Wednesday, July 17, 2013

And Maybe This Will Be The Year...


In just a few short days I will be at Aylen Lake in Canada. Last summer my sister Cate took these photos of the lake which are stunning. This is not how I remember the lake growing up, considering I spent every summer of my life going up there. I remember leaving my friends behind, long car trips with the rest of my family and their bladders of steel, outhouses, no electricity, bonfires with neighbors I didn't like, boyfriends and then ex-boyfriends, dock spiders the size of salad plates and being around extended family for long periods of time.

Just trying to be real here.
Aylen was not my favorite place to be, though it was obviously the rest of my family's favorite, considering my sister named her daughter Gabriela Aylen. 



Gypsy Slow Down


I don't like being outside for long periods of time. I like being inside. Getting dressed down to me is a sundress and sandals. I love museums and cities. I can do my hair and make-up in five minutes flat but a fun evening to me is spending hours getting ready, sipping a cocktail, listening to Frank Sinatra serenade me while I put on that extra coat of mascara. Sitting outside on the front porch with sangria in my hand and a cool breeze is my kind of outdoorsy. I admire people like my sister Nan who wears chocos and always has sun kissed skin and wants to be a park ranger. Who loves the movie Into the Wild and chooses to camp outside in her back yard, five feet from a nice, cool house with air condition and a bed.

Of course, I married a man like my sister. 
Witt loves to be outside. His college years were spent hiking, caving and working on a long beard which I love. He and Nan are already planning a camping trip while at the lake to which I found out I am not invited (no worries here). So that's one reason we are going back to the lake, because I know he wants to. He caught the Aylen bug, the thing that seems to get under everyone's skin but mine.


Gypsy Slow Down


And yet as I look at these photos that Cate took, I wonder if maybe I'm not missing the bug entirely. I wonder if maybe, deep down, it's there in me and this will be the year that I fall in love. After all, wasn't I so content playing in the woods behind the cottage with my barbies and walking down the path to the chapel when I was younger and swimming and canoeing and playing cards by kerosene lamp? Have I let some experiences, some of the dissatisfaction of being a teenager during the summer and a young adult with dreams and goals and losses taint my memory?

Maybe this year as I sit on the end of the dock, ignoring the thought of possible tarantulas under the boards below me, I will feel the Aylen lake itch. And I don't mean those tiny bugs that leave a rash after a swim. Maybe I'll see the water through the eyes of the ones who love it; the man who explored it many years ago and was so captivated by it's wonder that he settled there and opened it up to be loved by many. Like my great-grandfather who came up in the 50's and inspired my grandfather to bring his bride up on their honeymoon to a cabin with a wood-burning stove and no indoor plumbing.
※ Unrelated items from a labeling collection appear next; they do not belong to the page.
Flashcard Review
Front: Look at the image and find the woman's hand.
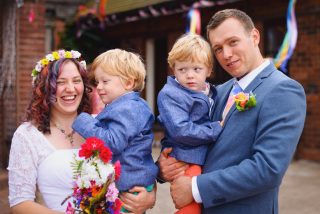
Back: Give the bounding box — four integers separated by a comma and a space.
120, 185, 157, 214
158, 148, 188, 182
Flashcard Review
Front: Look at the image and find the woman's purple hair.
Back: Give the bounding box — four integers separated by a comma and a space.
25, 58, 91, 134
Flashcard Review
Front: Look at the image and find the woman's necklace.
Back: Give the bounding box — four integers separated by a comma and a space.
53, 122, 75, 147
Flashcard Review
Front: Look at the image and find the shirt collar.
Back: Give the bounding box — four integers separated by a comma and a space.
234, 60, 270, 90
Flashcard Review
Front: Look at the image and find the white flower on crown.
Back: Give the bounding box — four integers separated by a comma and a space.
71, 50, 81, 59
46, 54, 54, 62
79, 60, 87, 69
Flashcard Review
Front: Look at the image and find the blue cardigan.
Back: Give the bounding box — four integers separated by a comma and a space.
72, 92, 158, 191
158, 76, 222, 165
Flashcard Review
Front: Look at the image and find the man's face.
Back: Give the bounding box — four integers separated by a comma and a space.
209, 18, 261, 78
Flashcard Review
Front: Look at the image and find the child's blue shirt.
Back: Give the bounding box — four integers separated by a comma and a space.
72, 92, 158, 191
158, 76, 222, 165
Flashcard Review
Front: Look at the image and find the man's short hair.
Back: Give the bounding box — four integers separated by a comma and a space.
207, 9, 255, 38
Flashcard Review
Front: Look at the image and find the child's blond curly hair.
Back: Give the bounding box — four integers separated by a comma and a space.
168, 33, 213, 70
91, 49, 146, 91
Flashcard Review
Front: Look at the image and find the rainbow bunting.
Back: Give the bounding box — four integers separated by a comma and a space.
273, 0, 298, 72
186, 8, 201, 35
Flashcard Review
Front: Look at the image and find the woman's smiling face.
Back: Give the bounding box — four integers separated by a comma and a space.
52, 61, 84, 114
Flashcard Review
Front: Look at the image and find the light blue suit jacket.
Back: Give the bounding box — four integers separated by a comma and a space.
197, 63, 306, 214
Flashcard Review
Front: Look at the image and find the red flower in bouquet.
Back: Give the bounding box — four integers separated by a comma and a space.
79, 137, 112, 163
66, 137, 121, 214
99, 147, 112, 163
114, 161, 121, 181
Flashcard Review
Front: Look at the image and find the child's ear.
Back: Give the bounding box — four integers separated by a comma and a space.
124, 79, 134, 90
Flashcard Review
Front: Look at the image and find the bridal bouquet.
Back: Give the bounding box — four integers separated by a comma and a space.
66, 137, 121, 214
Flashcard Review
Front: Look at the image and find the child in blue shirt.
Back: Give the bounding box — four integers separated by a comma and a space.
158, 34, 222, 214
72, 49, 158, 211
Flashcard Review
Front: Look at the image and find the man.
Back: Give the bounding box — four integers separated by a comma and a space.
158, 9, 306, 214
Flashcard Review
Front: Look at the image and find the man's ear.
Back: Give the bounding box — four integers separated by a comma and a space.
251, 28, 260, 46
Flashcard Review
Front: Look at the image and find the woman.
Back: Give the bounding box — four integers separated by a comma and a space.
8, 50, 155, 213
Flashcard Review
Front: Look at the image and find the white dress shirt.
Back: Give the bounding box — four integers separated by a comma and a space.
192, 60, 270, 203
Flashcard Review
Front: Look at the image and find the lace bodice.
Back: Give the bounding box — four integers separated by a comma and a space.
8, 122, 77, 211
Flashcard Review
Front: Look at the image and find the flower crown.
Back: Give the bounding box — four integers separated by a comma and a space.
31, 50, 86, 85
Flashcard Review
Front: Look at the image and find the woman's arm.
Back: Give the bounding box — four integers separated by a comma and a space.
120, 185, 157, 214
11, 201, 62, 214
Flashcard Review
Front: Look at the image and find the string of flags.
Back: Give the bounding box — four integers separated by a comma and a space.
273, 0, 298, 73
186, 8, 201, 35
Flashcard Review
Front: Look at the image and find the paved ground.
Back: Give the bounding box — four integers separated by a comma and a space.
0, 148, 320, 214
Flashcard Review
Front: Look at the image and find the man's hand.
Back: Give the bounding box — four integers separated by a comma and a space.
158, 148, 188, 182
120, 186, 157, 214
170, 176, 193, 209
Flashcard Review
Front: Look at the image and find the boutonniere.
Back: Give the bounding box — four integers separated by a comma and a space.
234, 92, 257, 111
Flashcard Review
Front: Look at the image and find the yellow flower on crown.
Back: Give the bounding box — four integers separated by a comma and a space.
64, 51, 72, 59
40, 59, 49, 66
52, 51, 60, 60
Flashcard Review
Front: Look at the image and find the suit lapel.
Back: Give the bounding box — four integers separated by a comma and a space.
214, 79, 233, 121
224, 63, 277, 123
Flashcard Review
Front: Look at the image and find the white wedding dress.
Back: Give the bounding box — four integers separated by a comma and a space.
8, 122, 79, 212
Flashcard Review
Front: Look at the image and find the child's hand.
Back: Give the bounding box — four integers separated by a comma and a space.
158, 148, 188, 182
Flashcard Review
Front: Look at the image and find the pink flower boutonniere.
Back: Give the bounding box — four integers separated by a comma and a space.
234, 92, 257, 111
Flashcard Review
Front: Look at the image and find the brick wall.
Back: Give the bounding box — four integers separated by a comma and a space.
0, 0, 16, 168
0, 0, 45, 168
251, 0, 320, 161
17, 1, 45, 122
290, 0, 320, 161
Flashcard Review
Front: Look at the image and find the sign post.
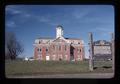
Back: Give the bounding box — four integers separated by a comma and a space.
111, 33, 115, 71
89, 32, 93, 71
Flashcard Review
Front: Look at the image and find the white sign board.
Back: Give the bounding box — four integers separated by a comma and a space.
94, 46, 111, 55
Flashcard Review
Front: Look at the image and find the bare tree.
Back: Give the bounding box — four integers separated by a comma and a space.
5, 32, 24, 60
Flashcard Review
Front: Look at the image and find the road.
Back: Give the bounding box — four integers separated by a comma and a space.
6, 73, 114, 79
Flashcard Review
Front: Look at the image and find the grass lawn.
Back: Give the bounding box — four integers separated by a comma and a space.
5, 60, 112, 76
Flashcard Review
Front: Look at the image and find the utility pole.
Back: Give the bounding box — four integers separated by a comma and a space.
111, 33, 115, 72
89, 32, 93, 71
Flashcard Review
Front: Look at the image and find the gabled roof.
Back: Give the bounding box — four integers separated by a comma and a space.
53, 37, 66, 42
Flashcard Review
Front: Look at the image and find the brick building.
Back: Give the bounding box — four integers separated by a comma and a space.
33, 25, 84, 61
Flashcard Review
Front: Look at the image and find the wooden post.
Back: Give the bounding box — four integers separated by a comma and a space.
89, 32, 93, 71
111, 33, 115, 72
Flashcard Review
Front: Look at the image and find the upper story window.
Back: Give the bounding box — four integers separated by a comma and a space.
78, 49, 81, 53
53, 45, 55, 50
37, 48, 42, 52
46, 47, 49, 53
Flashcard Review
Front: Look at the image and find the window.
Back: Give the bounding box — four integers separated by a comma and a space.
78, 49, 81, 53
37, 48, 42, 53
53, 45, 55, 50
59, 45, 61, 50
65, 45, 67, 51
80, 49, 81, 52
39, 41, 41, 44
37, 48, 39, 51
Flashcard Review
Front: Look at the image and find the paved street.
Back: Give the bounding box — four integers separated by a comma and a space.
8, 73, 114, 79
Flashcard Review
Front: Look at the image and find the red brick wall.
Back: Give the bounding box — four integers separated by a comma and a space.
34, 43, 84, 61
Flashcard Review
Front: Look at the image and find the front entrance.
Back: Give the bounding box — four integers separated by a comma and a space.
70, 45, 74, 60
46, 56, 50, 61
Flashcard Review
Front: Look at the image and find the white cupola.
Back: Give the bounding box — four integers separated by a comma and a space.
56, 25, 63, 38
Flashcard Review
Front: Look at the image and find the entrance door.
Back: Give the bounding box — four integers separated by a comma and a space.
46, 56, 50, 60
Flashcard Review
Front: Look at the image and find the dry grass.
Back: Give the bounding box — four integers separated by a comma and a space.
5, 60, 112, 76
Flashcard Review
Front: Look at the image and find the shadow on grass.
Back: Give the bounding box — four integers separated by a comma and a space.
102, 66, 112, 69
93, 66, 112, 69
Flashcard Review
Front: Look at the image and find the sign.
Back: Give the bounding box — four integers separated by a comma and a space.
94, 45, 111, 55
46, 56, 50, 60
93, 40, 112, 60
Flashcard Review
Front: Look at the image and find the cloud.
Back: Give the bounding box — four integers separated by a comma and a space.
71, 10, 90, 19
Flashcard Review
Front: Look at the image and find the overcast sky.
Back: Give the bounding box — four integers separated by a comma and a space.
5, 5, 114, 57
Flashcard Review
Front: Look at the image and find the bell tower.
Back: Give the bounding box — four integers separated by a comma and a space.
56, 25, 63, 38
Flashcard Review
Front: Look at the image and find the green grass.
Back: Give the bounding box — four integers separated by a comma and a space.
5, 60, 112, 76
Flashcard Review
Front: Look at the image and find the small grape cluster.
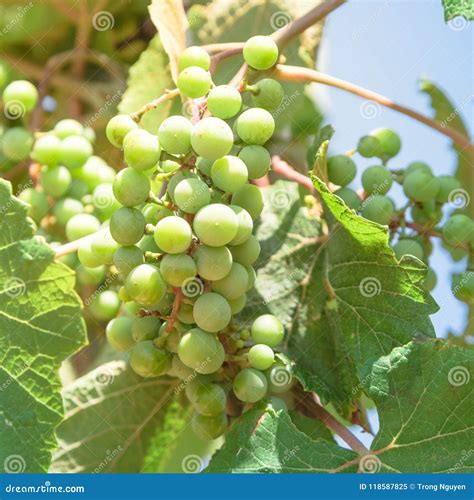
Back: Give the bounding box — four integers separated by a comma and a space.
327, 128, 474, 303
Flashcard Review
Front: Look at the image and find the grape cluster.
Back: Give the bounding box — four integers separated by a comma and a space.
327, 128, 474, 303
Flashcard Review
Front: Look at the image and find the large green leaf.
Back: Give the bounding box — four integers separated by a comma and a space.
0, 179, 86, 472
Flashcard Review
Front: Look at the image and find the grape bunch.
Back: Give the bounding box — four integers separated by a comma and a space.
327, 128, 474, 303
They've come up every year since.


Gypsy Slow Down

Maybe I'll feel the warm air not sticky with the humidity of my hometown but clear and pure and maybe it will blow through my hair the way it blew through the hair of my mom when she was 25 and watching her children play in the water with my dad by her side. 

Maybe this year I'll walk to the chapel and I'll see the familiar cottages that we pass and as I recognize how they've changed and the people in them have changed, I'll recognize that I've changed too. I'm not the little girl playing barbies in the bright green moss but I'm also not the angsty fifteen year old who doesn't want to go to a bonfire because no one wanted her to be there, no one was expecting her to come walking down the trail. I'm something else entirely, a woman who has lived and experienced her life fully, who has seen disappointment and risen with joy, who has known independence and the security of love, and I'm full of gratitude. 

I'm grateful for what I learned at Aylen and for what I learned exploring all the other parts of the world I've had the privilege to be in, during all those months that make up the rest of my life. I'll take it all up there with me and maybe just maybe as I'm being pulled up on those water skis for the hundredth time I'll get bitten by the Aylen Lake bug, and discover its been there all along.